There were machetes to cut the RAINFOREST down on our way through (Ok big shrubs). The principle was unstoppable though bringing us to every corner to make sure we got the best spot on the land showing us all of the area we had to work from.


Clearly loving it!
She is actually up a tree in this photo!
What a lady!

The School in Noro was beside SolTUNA, the main tuna manufacturing plant in the Solomon Islands, there was a lot of interest in the school as SolTuna would be taking on a lot of the graduates from the school. There is already quite a big increase in numbers to the area since the plant opened and there is now a big expansion plan for the school. Our job was to assess the expansion plan for the school and scope out the works. It was not an easy task. With other schools there may only be 60 students there and so placing a classroom 'anywhere' in the area is not that big of deal.

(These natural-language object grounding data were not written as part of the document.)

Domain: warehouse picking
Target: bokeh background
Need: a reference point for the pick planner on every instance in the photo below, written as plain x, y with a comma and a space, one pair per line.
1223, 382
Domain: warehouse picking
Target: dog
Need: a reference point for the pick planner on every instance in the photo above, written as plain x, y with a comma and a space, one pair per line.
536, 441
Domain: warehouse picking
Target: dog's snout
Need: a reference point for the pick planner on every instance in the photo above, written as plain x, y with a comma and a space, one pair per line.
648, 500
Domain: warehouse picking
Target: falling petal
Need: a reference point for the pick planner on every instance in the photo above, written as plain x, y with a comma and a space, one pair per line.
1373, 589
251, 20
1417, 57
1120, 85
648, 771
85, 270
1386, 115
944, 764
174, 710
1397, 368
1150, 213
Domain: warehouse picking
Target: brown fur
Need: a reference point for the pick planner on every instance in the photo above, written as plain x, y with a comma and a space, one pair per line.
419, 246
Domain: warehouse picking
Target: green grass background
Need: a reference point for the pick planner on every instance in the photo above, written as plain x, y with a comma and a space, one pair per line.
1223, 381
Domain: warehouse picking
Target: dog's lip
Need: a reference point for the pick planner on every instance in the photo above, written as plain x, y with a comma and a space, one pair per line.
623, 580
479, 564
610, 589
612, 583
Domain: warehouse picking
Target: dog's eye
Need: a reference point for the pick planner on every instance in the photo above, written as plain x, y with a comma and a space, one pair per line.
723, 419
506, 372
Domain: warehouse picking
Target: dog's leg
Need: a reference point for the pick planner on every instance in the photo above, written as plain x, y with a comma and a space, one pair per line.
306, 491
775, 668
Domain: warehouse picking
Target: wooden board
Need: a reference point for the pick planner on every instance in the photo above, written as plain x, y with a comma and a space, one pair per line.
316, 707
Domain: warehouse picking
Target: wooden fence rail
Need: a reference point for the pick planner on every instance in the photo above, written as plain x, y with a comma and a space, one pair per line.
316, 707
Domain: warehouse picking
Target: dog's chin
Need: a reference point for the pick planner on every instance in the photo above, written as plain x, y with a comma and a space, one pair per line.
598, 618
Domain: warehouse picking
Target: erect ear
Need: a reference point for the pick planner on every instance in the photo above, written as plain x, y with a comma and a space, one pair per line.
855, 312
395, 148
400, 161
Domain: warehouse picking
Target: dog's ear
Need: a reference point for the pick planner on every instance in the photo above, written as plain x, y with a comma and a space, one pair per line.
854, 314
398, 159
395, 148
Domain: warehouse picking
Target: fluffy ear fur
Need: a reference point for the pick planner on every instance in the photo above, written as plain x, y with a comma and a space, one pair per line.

But this school had quiet a big role in the community and it was very important to get it right. We spent a lot of time discussing the expansion of the school and what the plan was. There was no definite plan, which is what I had become used to in the Solomons and could work with that this was different. This school needed a plan, this would be a hub in a couple of years, potentially expanding like Honiara and they principle and staff needed to have a maps showing where the new classrooms would go and build them one at a time using whatever funding sources they could get. So we spend about an hour doing this, and for that hour we all became planners! Using paper, pens.. no fancy gadgets to plan the future of the school. It was very exciting and very unfamiliar, in environment I was used to this was insanity! But what else could we do but our best!
After all the work was done and we had hiked the hills around the school, we had bit of fun while we waited for a lovely lunch that the staff had prepared. The principle was a linguistic and was fansinated that I was from Ireland and that I spoke Irish (ehm... badly), but its only when you know absolutely that nobody is going to catch you out that you are .. OH YEA! 100% Fluent! A mix of pidgin and Irish comes on when summons to speak! When she heard my name she grabbed a pen and paper and sounded every syllable out and repeated it in every conversation we had together. I tried the old trick of getting people to pronounce irish names, but you couldn't get anything past her. After she had mastered my name the rest were in her grasps!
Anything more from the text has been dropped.